I'M still following up on the meeting with our new politician, Felix Ellis, after the first one which I reported on last month.
It's school holidays as I write, so it's been difficult to link up with Ulverstone Secondary College, so watch this space.
So, where to from here? Bear in mind, as I reported last month, very few Year 11 students at Ulverstone Secondary College are thinking of going on to an agricultural related career, so I decided to have a closer look.
I was surprised to read in a recent article in the local newspaper, "The Advocate" on July 12 that, according to the Labor education spokesman, Josh Willie:
"It is enormously sad that Tasmanian teenagers are not finding their high school experience to be an engaging one, to such an extent that they are simply not showing up."
Looking at the attendance data reported on in the July 12 edition of the "The Advocate", Ulverstone Secondary College was almost at the bottom, with 71 per cent, below Smithton (73pc), Burnie (72pc) and Wynyard (72pc).

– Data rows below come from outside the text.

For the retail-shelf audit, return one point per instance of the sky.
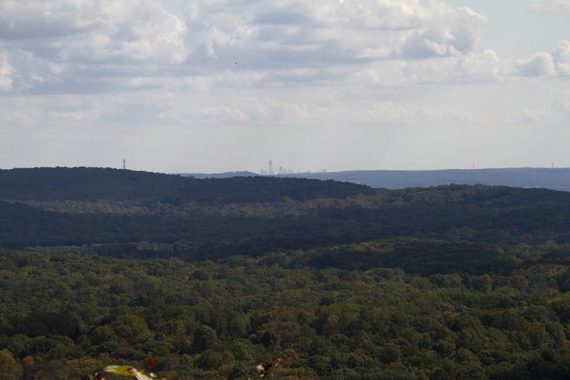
(225, 85)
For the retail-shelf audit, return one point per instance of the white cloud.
(547, 64)
(561, 57)
(540, 64)
(551, 6)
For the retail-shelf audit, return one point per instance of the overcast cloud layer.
(225, 85)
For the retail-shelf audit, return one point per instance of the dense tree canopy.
(339, 282)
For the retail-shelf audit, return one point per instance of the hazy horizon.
(217, 86)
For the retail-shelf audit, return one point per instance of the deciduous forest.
(210, 277)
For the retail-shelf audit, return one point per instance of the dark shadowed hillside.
(555, 179)
(211, 277)
(96, 183)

The highest was the North-West Support School, coming in at 86pc, closely followed by Sheffield High School (85pc) and Latrobe (84pc).
RELATED READING
This massive sentence in the Support School web home page explains why they topped the ranking:
"Children at our Support School are offered individualised learning programs which combine multi - disciplinary approaches with the aim of students achieving their personal best through authentic and relevant learning experiences aimed at developing and enhancing academic skills, social competencies, and daily living and recreational skills."

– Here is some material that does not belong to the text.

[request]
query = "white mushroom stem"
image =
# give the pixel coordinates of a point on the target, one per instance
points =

Dissecting this, "authentic and relevant learning experiences" are the key, and brings me back to where my concern started - for those students not living on a farm, authentic and relevant agricultural experiences have to be supplied by the school, and the quality of these obviously varies.
Another key word is "individualised". In 1973, almost 50 years ago, I was leading a charge to develop an education delivery system which focussed on the individual.
In the classroom, the focus was on the group. Twenty or 30 students were all expected to get to the same level before the teacher moved on to the next stage.
The curriculum was laid down by the Education Department and quality control assured by making all students take the same exams.
To make it possible to focus on the individual, I developed the concepts of the Learning Contract, which spelt out what the individual wanted to learn more about, and the Learning Consultant, who was someone who had knowledge in the area of those wants.
This could be anybody, not just a teacher, which made it quite easy to find them.
I could go on, but it's all written up in the reports of what was entitled the Open Learning Project, and are in the library at what is now Curtin University in Perth, WA - it was then the Western Australian Institute of Technology.
Back to the Ulverstone initiative. The Support School principal says: "Community partnerships are important and we make a deliberate choice to foster strong partnerships with key stake holders."
So will we - there's a lot of expertise in the local agribusinesses.
Roll on the end of the school holidays, so that we can get moving.